Pada dasarnya, saya benci menunggu. Menunggu sesuatu yang bahkan sudah dapat dipastikan. Misalkan, janjian bertemu jam 4 sore dimana saya mencoba datang untuk tepat waktu, ternyata saya yang menunggu. Bahkan menunggunya bisa berjam-jam,
Bukan tidak sabar. Tapi prinsip saya, cuma waktu yang tidak bisa digantikan dengan uang sekalipun. Saya mencoba untuk mengatur waktu sedemikian rupa untuk berinteraksi sosial dengan anda. Saya mencoba membuat anda merasa, "Wah enak ya kalau janjian sama kamu. Tepat waktu datangnya"
Tapi apa? Kebanyakan saya yang menunggu. Bahkan sampai saya muak.
Janjian pada jam yang telah disepakati, punya waktu yang sama-sama 24 jam. 12 jam pagi-siang, 12 jam lagi sore-malam.
Tidak berbeda.
Apa mungkin lebih sibuk dibanding saya?
Ah. Sudahlah.
Saya benci menunggu.

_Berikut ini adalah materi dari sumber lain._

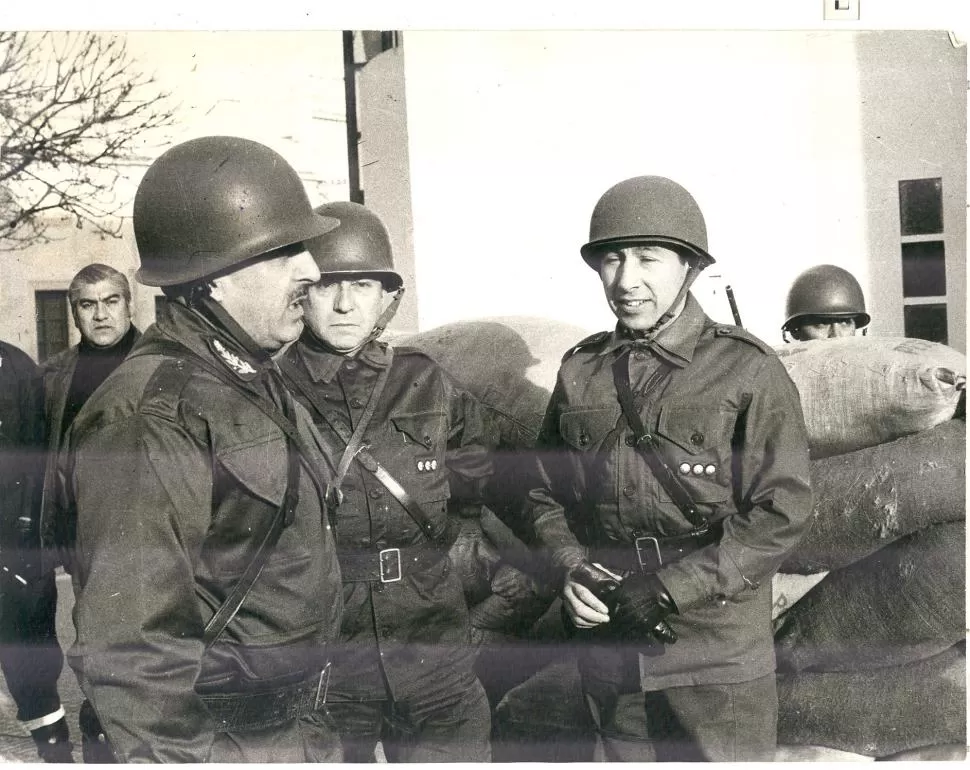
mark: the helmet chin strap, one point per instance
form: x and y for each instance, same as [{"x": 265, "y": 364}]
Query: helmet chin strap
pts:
[{"x": 692, "y": 272}]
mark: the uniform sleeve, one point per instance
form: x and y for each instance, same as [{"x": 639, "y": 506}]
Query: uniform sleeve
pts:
[
  {"x": 21, "y": 463},
  {"x": 554, "y": 485},
  {"x": 142, "y": 489},
  {"x": 467, "y": 457},
  {"x": 772, "y": 492}
]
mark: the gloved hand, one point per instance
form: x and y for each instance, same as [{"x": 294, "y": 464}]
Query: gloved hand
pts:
[
  {"x": 54, "y": 742},
  {"x": 642, "y": 605},
  {"x": 600, "y": 583}
]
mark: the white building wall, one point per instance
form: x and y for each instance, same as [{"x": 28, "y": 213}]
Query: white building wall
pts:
[{"x": 513, "y": 137}]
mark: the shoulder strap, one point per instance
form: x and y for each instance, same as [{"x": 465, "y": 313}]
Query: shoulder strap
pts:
[
  {"x": 283, "y": 516},
  {"x": 365, "y": 458},
  {"x": 284, "y": 423},
  {"x": 646, "y": 443}
]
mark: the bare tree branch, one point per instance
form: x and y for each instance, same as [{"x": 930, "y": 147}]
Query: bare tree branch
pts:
[{"x": 73, "y": 107}]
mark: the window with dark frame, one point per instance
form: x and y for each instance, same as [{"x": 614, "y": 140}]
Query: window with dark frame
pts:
[
  {"x": 923, "y": 257},
  {"x": 53, "y": 323}
]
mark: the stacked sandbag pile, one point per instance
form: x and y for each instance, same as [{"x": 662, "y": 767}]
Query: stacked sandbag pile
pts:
[
  {"x": 869, "y": 608},
  {"x": 871, "y": 659}
]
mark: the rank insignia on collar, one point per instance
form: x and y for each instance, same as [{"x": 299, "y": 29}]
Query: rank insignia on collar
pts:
[{"x": 239, "y": 365}]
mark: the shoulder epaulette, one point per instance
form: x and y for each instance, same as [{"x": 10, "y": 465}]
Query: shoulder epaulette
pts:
[
  {"x": 163, "y": 392},
  {"x": 737, "y": 333},
  {"x": 592, "y": 339}
]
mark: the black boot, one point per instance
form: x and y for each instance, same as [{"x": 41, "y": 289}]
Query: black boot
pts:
[
  {"x": 54, "y": 742},
  {"x": 95, "y": 748}
]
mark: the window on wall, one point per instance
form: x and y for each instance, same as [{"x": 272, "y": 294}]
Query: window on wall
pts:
[
  {"x": 924, "y": 259},
  {"x": 53, "y": 324}
]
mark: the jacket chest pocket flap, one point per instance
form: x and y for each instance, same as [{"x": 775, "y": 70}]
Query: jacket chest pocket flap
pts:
[
  {"x": 259, "y": 465},
  {"x": 587, "y": 428},
  {"x": 426, "y": 429},
  {"x": 697, "y": 447}
]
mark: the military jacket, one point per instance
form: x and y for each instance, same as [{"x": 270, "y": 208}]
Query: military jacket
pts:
[
  {"x": 56, "y": 375},
  {"x": 426, "y": 431},
  {"x": 173, "y": 473},
  {"x": 729, "y": 423}
]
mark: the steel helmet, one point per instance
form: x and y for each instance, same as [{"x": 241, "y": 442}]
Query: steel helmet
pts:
[
  {"x": 214, "y": 202},
  {"x": 359, "y": 245},
  {"x": 825, "y": 290},
  {"x": 648, "y": 210}
]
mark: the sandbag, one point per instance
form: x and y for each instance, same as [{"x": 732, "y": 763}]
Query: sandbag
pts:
[
  {"x": 877, "y": 713},
  {"x": 863, "y": 391},
  {"x": 866, "y": 499},
  {"x": 544, "y": 719},
  {"x": 787, "y": 589},
  {"x": 903, "y": 603},
  {"x": 508, "y": 363}
]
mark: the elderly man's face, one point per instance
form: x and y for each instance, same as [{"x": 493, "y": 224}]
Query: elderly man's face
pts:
[
  {"x": 266, "y": 298},
  {"x": 342, "y": 310},
  {"x": 641, "y": 283},
  {"x": 102, "y": 314}
]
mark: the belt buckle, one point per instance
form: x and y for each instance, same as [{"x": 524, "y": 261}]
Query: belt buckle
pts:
[
  {"x": 323, "y": 687},
  {"x": 649, "y": 560},
  {"x": 390, "y": 563}
]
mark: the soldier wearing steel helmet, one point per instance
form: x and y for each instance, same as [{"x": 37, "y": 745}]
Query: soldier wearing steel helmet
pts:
[
  {"x": 824, "y": 302},
  {"x": 675, "y": 479},
  {"x": 205, "y": 571},
  {"x": 413, "y": 463}
]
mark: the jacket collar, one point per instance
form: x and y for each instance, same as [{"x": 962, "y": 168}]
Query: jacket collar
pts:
[
  {"x": 206, "y": 338},
  {"x": 675, "y": 343},
  {"x": 323, "y": 363}
]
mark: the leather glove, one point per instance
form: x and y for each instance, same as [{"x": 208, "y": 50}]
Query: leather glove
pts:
[
  {"x": 54, "y": 742},
  {"x": 602, "y": 584},
  {"x": 642, "y": 605}
]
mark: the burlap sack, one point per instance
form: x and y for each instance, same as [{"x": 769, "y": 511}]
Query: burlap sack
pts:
[
  {"x": 903, "y": 603},
  {"x": 509, "y": 363},
  {"x": 865, "y": 500},
  {"x": 544, "y": 719},
  {"x": 863, "y": 391},
  {"x": 787, "y": 589},
  {"x": 877, "y": 713}
]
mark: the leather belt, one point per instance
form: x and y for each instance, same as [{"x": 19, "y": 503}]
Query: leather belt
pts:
[
  {"x": 256, "y": 710},
  {"x": 648, "y": 553},
  {"x": 392, "y": 564}
]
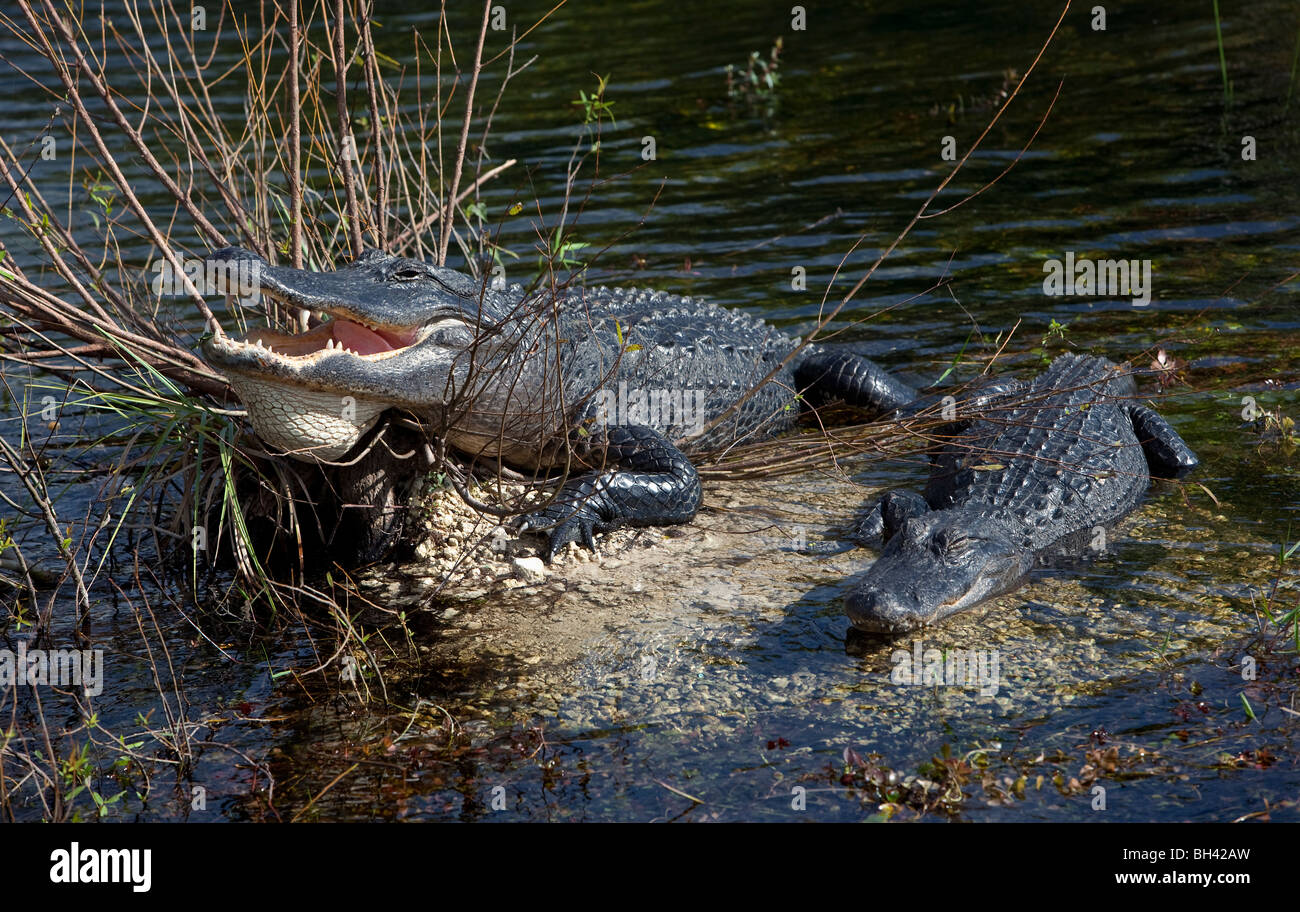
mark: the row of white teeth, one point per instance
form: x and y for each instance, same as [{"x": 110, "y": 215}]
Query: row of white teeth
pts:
[{"x": 330, "y": 346}]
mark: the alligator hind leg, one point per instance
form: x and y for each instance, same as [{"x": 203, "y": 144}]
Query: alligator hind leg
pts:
[
  {"x": 1168, "y": 455},
  {"x": 653, "y": 485},
  {"x": 858, "y": 381}
]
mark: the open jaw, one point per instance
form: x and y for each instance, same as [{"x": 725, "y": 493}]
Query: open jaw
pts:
[
  {"x": 297, "y": 385},
  {"x": 334, "y": 335}
]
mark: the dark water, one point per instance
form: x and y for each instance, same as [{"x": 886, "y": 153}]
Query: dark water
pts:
[{"x": 753, "y": 691}]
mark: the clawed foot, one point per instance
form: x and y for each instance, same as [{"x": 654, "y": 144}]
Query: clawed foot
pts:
[{"x": 563, "y": 524}]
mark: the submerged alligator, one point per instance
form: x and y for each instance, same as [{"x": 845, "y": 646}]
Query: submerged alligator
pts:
[
  {"x": 1045, "y": 465},
  {"x": 532, "y": 381}
]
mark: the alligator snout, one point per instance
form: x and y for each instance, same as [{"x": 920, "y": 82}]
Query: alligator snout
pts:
[{"x": 882, "y": 612}]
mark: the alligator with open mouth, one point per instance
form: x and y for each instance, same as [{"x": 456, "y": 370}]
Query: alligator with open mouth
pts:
[
  {"x": 611, "y": 386},
  {"x": 1034, "y": 477}
]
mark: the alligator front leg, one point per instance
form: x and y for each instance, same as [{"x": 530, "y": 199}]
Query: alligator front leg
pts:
[
  {"x": 653, "y": 485},
  {"x": 887, "y": 516},
  {"x": 858, "y": 381},
  {"x": 1168, "y": 455}
]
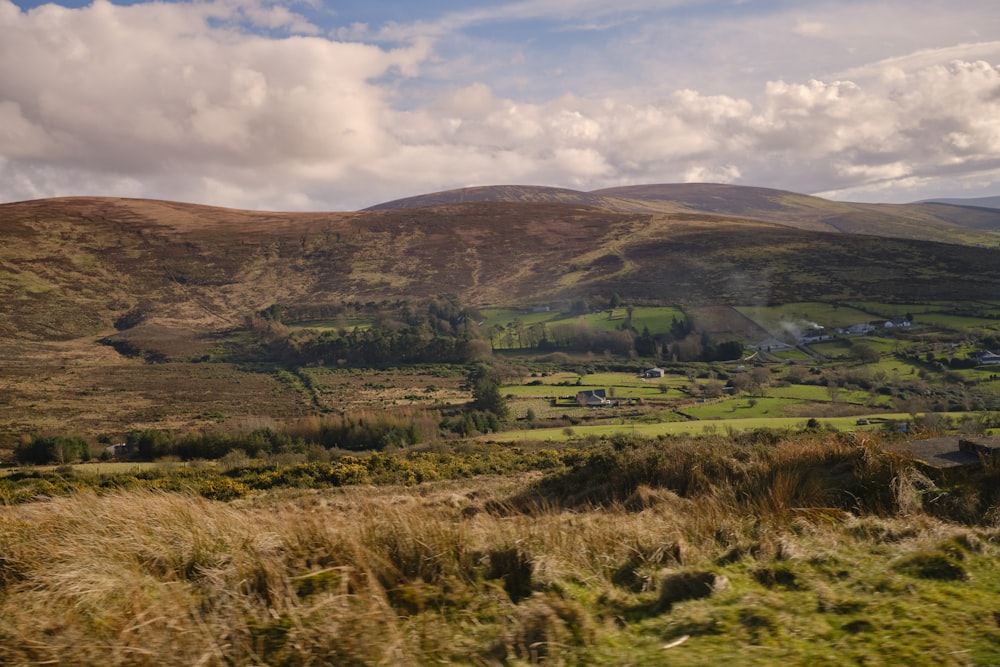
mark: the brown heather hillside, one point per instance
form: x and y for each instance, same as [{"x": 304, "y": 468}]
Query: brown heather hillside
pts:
[
  {"x": 81, "y": 267},
  {"x": 177, "y": 282},
  {"x": 926, "y": 220}
]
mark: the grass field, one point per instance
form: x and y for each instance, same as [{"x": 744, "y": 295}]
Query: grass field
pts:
[
  {"x": 796, "y": 316},
  {"x": 694, "y": 427}
]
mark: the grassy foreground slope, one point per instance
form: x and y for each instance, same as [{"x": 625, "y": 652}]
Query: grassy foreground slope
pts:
[{"x": 680, "y": 552}]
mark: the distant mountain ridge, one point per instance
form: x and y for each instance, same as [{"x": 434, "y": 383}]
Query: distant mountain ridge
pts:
[
  {"x": 929, "y": 221},
  {"x": 978, "y": 202}
]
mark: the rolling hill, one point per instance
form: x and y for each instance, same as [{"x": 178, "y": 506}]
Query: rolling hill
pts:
[
  {"x": 927, "y": 221},
  {"x": 178, "y": 282},
  {"x": 80, "y": 267}
]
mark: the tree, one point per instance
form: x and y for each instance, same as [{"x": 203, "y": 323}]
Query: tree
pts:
[{"x": 486, "y": 394}]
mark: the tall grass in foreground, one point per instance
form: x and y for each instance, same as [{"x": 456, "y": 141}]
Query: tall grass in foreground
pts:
[{"x": 745, "y": 552}]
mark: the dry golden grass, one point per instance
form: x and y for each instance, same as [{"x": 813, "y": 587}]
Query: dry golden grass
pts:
[{"x": 454, "y": 573}]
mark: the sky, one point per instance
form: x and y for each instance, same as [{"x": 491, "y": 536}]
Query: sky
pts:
[{"x": 335, "y": 106}]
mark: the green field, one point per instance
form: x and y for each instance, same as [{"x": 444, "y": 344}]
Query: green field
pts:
[
  {"x": 694, "y": 427},
  {"x": 658, "y": 319}
]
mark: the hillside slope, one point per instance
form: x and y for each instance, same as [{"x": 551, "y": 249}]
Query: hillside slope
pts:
[
  {"x": 924, "y": 221},
  {"x": 83, "y": 266}
]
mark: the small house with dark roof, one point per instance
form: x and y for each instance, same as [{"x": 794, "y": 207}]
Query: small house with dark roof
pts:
[{"x": 592, "y": 398}]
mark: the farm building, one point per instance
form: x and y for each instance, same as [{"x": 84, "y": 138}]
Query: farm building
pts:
[
  {"x": 771, "y": 345},
  {"x": 592, "y": 398},
  {"x": 987, "y": 358}
]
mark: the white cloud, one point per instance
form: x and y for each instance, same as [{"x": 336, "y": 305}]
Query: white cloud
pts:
[{"x": 183, "y": 101}]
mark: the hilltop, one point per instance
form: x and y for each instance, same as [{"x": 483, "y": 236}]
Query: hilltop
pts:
[
  {"x": 82, "y": 267},
  {"x": 931, "y": 221}
]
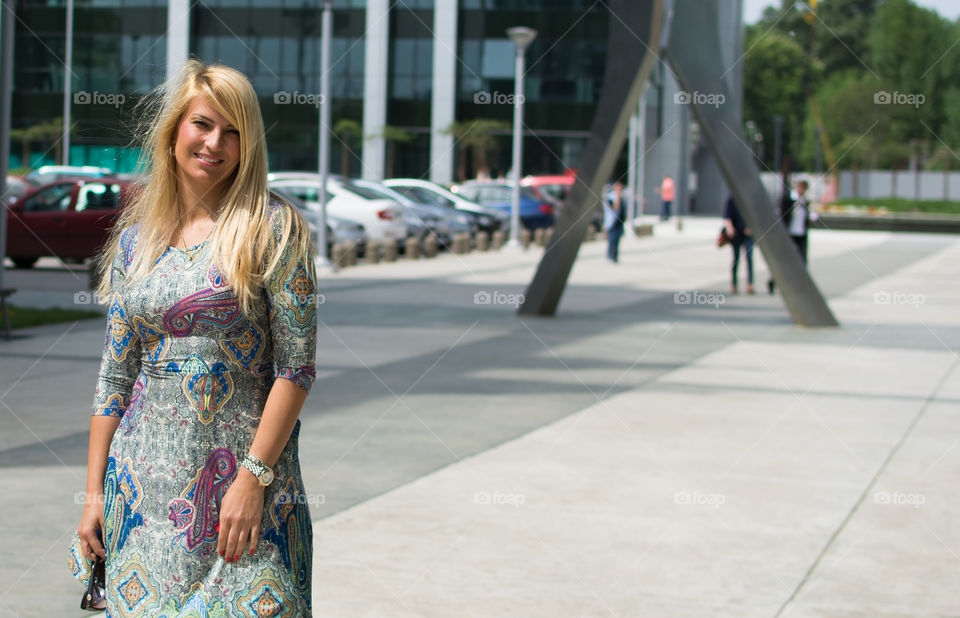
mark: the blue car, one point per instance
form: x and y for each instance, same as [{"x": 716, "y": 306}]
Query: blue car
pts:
[{"x": 499, "y": 195}]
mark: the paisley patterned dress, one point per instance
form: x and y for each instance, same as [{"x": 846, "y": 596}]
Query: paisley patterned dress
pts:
[{"x": 189, "y": 374}]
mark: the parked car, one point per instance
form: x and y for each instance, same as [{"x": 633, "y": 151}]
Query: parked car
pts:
[
  {"x": 426, "y": 192},
  {"x": 17, "y": 186},
  {"x": 534, "y": 213},
  {"x": 69, "y": 219},
  {"x": 382, "y": 219},
  {"x": 442, "y": 223},
  {"x": 338, "y": 229},
  {"x": 555, "y": 190},
  {"x": 52, "y": 173}
]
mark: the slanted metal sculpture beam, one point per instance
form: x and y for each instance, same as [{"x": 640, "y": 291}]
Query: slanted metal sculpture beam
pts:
[
  {"x": 693, "y": 52},
  {"x": 634, "y": 41}
]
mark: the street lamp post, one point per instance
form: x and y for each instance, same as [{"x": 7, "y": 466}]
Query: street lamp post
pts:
[
  {"x": 521, "y": 37},
  {"x": 323, "y": 156},
  {"x": 67, "y": 87}
]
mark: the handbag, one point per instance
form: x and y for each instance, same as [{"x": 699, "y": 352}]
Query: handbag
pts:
[
  {"x": 91, "y": 574},
  {"x": 723, "y": 239},
  {"x": 95, "y": 598}
]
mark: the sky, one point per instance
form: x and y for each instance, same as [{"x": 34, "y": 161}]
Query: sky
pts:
[{"x": 753, "y": 9}]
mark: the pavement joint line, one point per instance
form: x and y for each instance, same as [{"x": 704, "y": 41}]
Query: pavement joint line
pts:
[
  {"x": 566, "y": 566},
  {"x": 329, "y": 531},
  {"x": 642, "y": 557},
  {"x": 694, "y": 387},
  {"x": 866, "y": 491},
  {"x": 799, "y": 398},
  {"x": 603, "y": 403},
  {"x": 600, "y": 398},
  {"x": 23, "y": 573},
  {"x": 39, "y": 358},
  {"x": 398, "y": 398}
]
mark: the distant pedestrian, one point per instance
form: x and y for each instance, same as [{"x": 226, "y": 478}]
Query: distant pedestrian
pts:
[
  {"x": 740, "y": 238},
  {"x": 613, "y": 220},
  {"x": 798, "y": 219},
  {"x": 668, "y": 192},
  {"x": 796, "y": 214}
]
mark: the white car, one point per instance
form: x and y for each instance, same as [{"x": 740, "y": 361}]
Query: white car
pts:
[
  {"x": 426, "y": 192},
  {"x": 381, "y": 218}
]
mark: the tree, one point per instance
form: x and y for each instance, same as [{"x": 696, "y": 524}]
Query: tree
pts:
[
  {"x": 478, "y": 137},
  {"x": 774, "y": 68},
  {"x": 348, "y": 132},
  {"x": 393, "y": 136},
  {"x": 44, "y": 132},
  {"x": 915, "y": 73}
]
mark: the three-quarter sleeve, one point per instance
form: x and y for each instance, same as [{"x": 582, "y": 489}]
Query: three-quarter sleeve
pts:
[
  {"x": 291, "y": 291},
  {"x": 120, "y": 363}
]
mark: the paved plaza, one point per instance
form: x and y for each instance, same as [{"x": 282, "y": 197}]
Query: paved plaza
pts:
[{"x": 659, "y": 448}]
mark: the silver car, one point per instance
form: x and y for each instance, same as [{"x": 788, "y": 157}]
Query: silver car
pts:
[{"x": 338, "y": 230}]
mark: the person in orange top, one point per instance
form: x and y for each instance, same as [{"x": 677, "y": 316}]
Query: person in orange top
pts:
[{"x": 668, "y": 192}]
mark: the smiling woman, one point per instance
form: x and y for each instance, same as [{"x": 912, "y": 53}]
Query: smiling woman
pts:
[{"x": 194, "y": 496}]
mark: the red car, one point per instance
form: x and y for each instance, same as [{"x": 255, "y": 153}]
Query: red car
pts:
[{"x": 69, "y": 219}]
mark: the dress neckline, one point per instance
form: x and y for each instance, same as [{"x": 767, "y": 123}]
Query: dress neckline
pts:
[{"x": 184, "y": 250}]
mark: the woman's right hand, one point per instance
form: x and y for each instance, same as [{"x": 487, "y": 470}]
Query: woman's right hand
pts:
[{"x": 91, "y": 525}]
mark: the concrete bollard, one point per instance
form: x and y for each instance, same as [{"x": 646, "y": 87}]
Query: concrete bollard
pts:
[
  {"x": 462, "y": 244},
  {"x": 372, "y": 252},
  {"x": 338, "y": 255},
  {"x": 413, "y": 248},
  {"x": 525, "y": 238},
  {"x": 390, "y": 250},
  {"x": 643, "y": 229}
]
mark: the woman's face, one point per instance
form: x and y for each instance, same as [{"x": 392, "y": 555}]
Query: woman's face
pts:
[{"x": 207, "y": 147}]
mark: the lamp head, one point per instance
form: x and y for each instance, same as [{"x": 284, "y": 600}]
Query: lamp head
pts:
[{"x": 521, "y": 36}]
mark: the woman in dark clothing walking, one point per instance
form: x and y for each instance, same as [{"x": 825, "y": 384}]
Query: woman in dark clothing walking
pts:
[{"x": 739, "y": 235}]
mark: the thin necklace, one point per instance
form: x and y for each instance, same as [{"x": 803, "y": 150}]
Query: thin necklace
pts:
[{"x": 196, "y": 249}]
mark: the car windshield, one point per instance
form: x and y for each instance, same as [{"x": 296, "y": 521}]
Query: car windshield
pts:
[
  {"x": 554, "y": 192},
  {"x": 363, "y": 192}
]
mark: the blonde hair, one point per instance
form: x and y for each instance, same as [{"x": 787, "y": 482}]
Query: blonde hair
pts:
[{"x": 243, "y": 242}]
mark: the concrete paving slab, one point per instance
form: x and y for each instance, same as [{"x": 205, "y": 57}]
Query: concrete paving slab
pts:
[{"x": 635, "y": 455}]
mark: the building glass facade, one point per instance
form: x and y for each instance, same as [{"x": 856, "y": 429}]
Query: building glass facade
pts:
[
  {"x": 564, "y": 75},
  {"x": 120, "y": 47}
]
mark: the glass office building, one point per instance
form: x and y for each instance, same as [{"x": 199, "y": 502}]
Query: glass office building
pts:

Seperti saat ini, saya sedang menunggu, duduk sendirian di salah satu kursi stasiun, menunggu teman yang tak kunjung datang. Makanya, terkadang muncul keinginan dalam diri sata untuk ikut-ikutan telat seperti kalian. Hanya supaya saya tidak perlu lagi menunggu.
Supaya kalian bisa merasakan bagaimana membosankannya pekerjaan yang bernama "menunggu" itu.
Adilkah?
Atau aku yang egois?
Tapi sungguh, aku benci menunggu.
Bagi saya itu sangat melelahkan.
Saya benci menunggu. Jikalau yang sebelumnya, saya bertindak sedemikian rupa untuk hal-hal yang sudah disepakati, bagaimana jika diganti dengan hal-hal yang bahkan belum jelas kepastiannya?
Secara logika, pasti orang menduga bahwa jika ada kosakata yang lebih kejam dari kata "benci", pasti akan saya gunakan.
Entahlah.
Untukmu berbeda.
Menunggumu, seharusnya membuat aku benci, murka sepertinya lebih cocok. Sebal, mencaci maki, dan segala hal negatif lain yang sesuai untukmu dariku. Tapi, bahkan mencari hal-hal supaya aku membencimu pun, aku tidak menemukannya. Menunggumu, yang tidak hanya sekedar satu atau jam, satu atau dua hari, atau mungkin sebulan. Bertahun-tahun saya sudah menunggumu.
Bukan suatu waktu yang singkat, bukan?
Mengapa aku bisa bertahan sedemikian rupa? Mengapa justru... bahkan mungkin... saya...menikmatinya?
Menunggumu.
Sesungguhnya aku lelah.
Sangat.
Tapi entah mengapa saya masih bisa bertahan. Kekuatan apa pula yang menjadikan saya seperti ini.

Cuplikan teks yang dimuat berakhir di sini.